Le posizioni dei partiti – La CGIL non è un partito ma un sindacato, che però ha trovato sostegno da alcuni gruppi presenti nell’emiciclo di Montecitorio. Oltre a +Europa, anche  Elly Schlein ha dichiarato che il Pd sosterrà le iniziative referendarie dichiarando che il partito «è pronto a dare il suo contributo per agevolare la più ampia partecipazione al voto». Dal Movimento 5 Stelle arriva l’ok al sostegno dei quesiti sul lavoro, ma il leader Giuseppe Conte ha voluto dare libertà di voto su quello per la cittadinanza. Insieme a Pd e 5 stelle anche Alleanza Verdi e Sinistra conferma la linea del Sì a tutti i quesiti
Nel centrodestra tutto tace dalle segreterie della maggioranza, che osservano senza esporsi. L’obiettivo è non fare campagna per il No, ma rimanere alla finestra , lavorando indirettamente per non far raggiungere il quorum. Dalla sede di Fratelli d’Italia Giorgia Meloni ha ufficializzato la linea dell’astensione, Lega e Forza Italia per ora adottano il “no comment”.

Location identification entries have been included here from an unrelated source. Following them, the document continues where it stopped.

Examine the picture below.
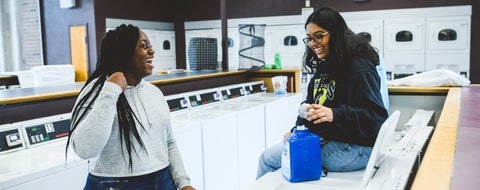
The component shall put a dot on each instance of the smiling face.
(320, 39)
(142, 63)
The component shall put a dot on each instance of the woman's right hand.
(119, 79)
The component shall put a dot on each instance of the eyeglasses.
(317, 37)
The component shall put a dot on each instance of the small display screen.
(177, 104)
(256, 88)
(48, 131)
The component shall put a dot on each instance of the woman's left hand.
(319, 114)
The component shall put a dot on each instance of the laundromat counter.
(451, 158)
(29, 103)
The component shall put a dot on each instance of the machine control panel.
(232, 93)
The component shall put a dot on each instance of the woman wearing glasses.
(122, 122)
(343, 104)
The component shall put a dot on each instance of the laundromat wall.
(410, 40)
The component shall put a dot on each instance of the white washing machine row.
(397, 158)
(226, 136)
(32, 156)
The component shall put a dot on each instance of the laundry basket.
(202, 53)
(252, 43)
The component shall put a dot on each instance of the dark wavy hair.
(116, 55)
(344, 44)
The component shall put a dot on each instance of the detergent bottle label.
(286, 169)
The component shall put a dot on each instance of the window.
(20, 39)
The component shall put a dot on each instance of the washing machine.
(41, 164)
(163, 43)
(404, 46)
(448, 44)
(218, 138)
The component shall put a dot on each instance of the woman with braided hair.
(122, 122)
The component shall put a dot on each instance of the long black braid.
(116, 54)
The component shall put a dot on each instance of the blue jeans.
(336, 157)
(160, 180)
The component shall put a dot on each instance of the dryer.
(404, 46)
(206, 33)
(218, 138)
(448, 44)
(163, 43)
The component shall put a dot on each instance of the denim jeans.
(160, 180)
(336, 157)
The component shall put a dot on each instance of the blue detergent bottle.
(301, 156)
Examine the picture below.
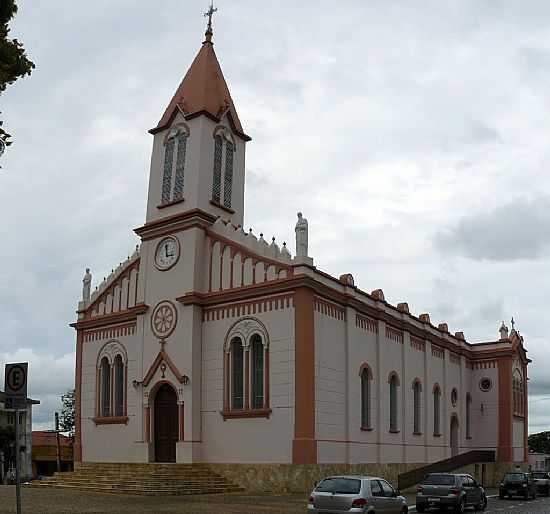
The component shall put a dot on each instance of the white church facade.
(210, 344)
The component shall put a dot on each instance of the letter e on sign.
(16, 380)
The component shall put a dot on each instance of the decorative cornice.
(111, 319)
(180, 221)
(162, 357)
(346, 300)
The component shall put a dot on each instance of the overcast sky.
(414, 136)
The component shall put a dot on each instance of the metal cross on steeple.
(208, 14)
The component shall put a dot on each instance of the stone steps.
(142, 479)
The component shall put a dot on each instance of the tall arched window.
(417, 399)
(224, 151)
(173, 183)
(468, 415)
(237, 374)
(119, 386)
(366, 377)
(394, 384)
(246, 370)
(111, 384)
(257, 372)
(437, 410)
(105, 389)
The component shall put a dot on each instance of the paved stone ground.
(58, 501)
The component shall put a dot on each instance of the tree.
(539, 443)
(14, 63)
(66, 419)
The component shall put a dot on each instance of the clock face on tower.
(167, 253)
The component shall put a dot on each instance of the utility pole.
(57, 444)
(17, 463)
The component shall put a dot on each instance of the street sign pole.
(17, 464)
(15, 387)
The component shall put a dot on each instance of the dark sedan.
(441, 490)
(517, 483)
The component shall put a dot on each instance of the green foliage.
(66, 419)
(539, 443)
(14, 63)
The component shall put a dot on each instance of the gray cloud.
(519, 229)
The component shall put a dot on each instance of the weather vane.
(208, 14)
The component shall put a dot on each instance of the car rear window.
(339, 486)
(514, 477)
(439, 480)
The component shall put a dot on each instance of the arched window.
(237, 374)
(468, 415)
(172, 183)
(417, 399)
(246, 370)
(257, 372)
(119, 386)
(111, 383)
(394, 384)
(105, 389)
(366, 377)
(224, 151)
(437, 410)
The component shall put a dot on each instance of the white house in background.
(213, 344)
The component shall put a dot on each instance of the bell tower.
(198, 157)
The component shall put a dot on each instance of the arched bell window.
(175, 148)
(224, 151)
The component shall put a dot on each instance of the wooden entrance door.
(166, 424)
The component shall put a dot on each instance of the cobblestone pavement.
(59, 501)
(538, 506)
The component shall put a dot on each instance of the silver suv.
(347, 494)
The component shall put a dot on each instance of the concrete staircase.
(141, 479)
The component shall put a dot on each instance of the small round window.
(454, 397)
(485, 384)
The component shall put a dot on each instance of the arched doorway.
(454, 435)
(166, 424)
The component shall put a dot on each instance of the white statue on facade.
(301, 236)
(86, 285)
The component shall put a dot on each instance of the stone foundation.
(293, 478)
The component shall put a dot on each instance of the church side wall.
(330, 384)
(254, 440)
(109, 442)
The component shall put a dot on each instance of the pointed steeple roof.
(203, 90)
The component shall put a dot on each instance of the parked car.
(542, 482)
(347, 494)
(517, 483)
(443, 490)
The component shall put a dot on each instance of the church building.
(212, 345)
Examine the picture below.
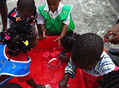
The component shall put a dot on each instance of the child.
(3, 12)
(67, 42)
(14, 60)
(25, 10)
(87, 54)
(110, 80)
(55, 18)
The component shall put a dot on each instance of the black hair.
(18, 37)
(29, 5)
(87, 45)
(69, 39)
(110, 80)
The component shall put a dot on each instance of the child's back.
(19, 39)
(88, 54)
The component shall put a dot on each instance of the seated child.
(55, 18)
(14, 60)
(67, 42)
(25, 10)
(87, 54)
(110, 80)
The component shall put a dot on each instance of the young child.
(67, 42)
(55, 18)
(87, 54)
(3, 12)
(110, 80)
(25, 10)
(14, 60)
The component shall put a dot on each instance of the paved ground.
(97, 16)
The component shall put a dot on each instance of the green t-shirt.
(54, 26)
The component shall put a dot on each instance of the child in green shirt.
(55, 18)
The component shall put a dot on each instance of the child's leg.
(3, 11)
(112, 59)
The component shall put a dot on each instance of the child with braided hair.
(110, 80)
(14, 61)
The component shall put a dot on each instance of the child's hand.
(59, 41)
(63, 84)
(44, 34)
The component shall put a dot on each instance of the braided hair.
(110, 80)
(18, 37)
(69, 39)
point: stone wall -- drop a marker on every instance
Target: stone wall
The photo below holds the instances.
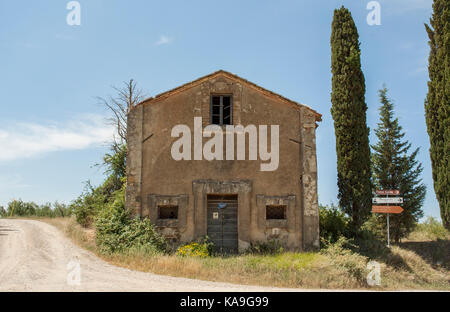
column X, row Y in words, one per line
column 154, row 177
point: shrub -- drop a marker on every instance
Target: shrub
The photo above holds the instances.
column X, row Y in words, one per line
column 433, row 229
column 88, row 204
column 116, row 231
column 333, row 224
column 271, row 246
column 345, row 260
column 200, row 250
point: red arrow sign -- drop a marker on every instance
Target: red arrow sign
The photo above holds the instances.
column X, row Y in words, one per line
column 387, row 209
column 387, row 192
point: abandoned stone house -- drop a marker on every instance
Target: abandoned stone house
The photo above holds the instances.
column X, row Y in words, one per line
column 232, row 200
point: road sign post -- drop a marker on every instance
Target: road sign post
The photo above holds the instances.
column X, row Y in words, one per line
column 388, row 229
column 386, row 208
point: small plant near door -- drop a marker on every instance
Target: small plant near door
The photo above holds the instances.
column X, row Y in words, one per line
column 269, row 247
column 201, row 249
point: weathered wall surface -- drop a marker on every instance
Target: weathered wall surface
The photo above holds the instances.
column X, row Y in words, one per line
column 152, row 171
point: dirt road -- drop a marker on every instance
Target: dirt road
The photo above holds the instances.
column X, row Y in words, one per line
column 35, row 256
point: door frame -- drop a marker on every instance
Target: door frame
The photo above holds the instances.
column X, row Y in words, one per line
column 243, row 189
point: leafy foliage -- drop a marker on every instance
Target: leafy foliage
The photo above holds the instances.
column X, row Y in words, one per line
column 31, row 209
column 349, row 115
column 333, row 224
column 116, row 231
column 269, row 247
column 433, row 229
column 437, row 104
column 201, row 249
column 394, row 168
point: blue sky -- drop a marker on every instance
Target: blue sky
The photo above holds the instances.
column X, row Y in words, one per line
column 53, row 130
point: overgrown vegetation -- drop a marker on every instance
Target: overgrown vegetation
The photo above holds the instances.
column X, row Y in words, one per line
column 116, row 231
column 349, row 115
column 338, row 266
column 20, row 208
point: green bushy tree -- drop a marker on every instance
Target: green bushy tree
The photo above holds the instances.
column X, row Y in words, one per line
column 333, row 224
column 116, row 231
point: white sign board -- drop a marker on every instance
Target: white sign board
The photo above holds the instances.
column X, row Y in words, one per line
column 387, row 200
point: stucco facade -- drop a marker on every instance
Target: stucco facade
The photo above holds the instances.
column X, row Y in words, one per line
column 155, row 179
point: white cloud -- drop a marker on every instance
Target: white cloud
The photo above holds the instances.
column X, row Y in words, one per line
column 25, row 140
column 405, row 6
column 164, row 40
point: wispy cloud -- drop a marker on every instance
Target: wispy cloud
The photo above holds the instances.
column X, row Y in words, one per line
column 164, row 40
column 25, row 140
column 405, row 6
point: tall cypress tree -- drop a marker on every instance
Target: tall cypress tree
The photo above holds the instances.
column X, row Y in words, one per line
column 394, row 169
column 349, row 115
column 437, row 105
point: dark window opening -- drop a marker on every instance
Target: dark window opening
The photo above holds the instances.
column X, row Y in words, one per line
column 276, row 212
column 221, row 110
column 167, row 212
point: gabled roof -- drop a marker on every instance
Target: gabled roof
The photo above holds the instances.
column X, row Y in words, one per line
column 231, row 76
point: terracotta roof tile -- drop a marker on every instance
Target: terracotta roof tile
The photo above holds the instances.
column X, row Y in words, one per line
column 195, row 82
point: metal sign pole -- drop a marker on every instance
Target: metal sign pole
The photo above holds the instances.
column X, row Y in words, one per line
column 388, row 229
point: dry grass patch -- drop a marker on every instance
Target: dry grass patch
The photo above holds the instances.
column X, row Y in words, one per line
column 333, row 268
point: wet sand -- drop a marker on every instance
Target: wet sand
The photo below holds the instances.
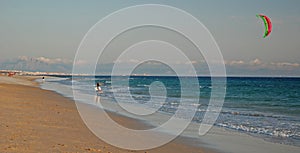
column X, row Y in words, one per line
column 37, row 120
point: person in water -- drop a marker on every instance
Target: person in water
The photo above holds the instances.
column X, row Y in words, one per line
column 98, row 87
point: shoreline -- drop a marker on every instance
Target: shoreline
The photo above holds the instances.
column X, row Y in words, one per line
column 37, row 120
column 216, row 140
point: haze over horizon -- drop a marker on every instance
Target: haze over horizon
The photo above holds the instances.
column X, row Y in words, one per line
column 44, row 35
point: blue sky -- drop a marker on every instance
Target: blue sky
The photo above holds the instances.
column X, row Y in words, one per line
column 54, row 29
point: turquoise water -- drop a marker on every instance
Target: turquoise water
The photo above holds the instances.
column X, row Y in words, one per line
column 263, row 107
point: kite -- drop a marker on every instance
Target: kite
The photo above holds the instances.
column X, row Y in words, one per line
column 268, row 24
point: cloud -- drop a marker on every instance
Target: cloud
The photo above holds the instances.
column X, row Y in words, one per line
column 256, row 62
column 235, row 62
column 285, row 64
column 46, row 60
column 42, row 64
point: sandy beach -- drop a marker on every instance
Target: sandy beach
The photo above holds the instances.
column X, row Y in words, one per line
column 37, row 120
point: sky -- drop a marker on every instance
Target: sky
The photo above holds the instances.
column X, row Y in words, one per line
column 54, row 29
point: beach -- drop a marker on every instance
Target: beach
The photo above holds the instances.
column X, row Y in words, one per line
column 37, row 120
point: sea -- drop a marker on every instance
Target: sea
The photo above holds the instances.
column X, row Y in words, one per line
column 265, row 107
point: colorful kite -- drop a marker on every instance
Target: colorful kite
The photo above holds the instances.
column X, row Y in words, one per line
column 268, row 24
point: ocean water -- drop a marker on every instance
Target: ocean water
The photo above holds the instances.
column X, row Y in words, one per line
column 260, row 106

Sulla stessa linea, dopo il divorzio di due anni fa, si trovano Azione e Italia Viva. I partiti di Carlo Calenda e Matteo Renzi infatti sostengono solo il quesito sulla cittadinanza, come ci si poteva immaginare, dato che uno era ministro dello Sviluppo Economico e l’altro presidente del Consiglio quando il Jobs Act è stato approvato.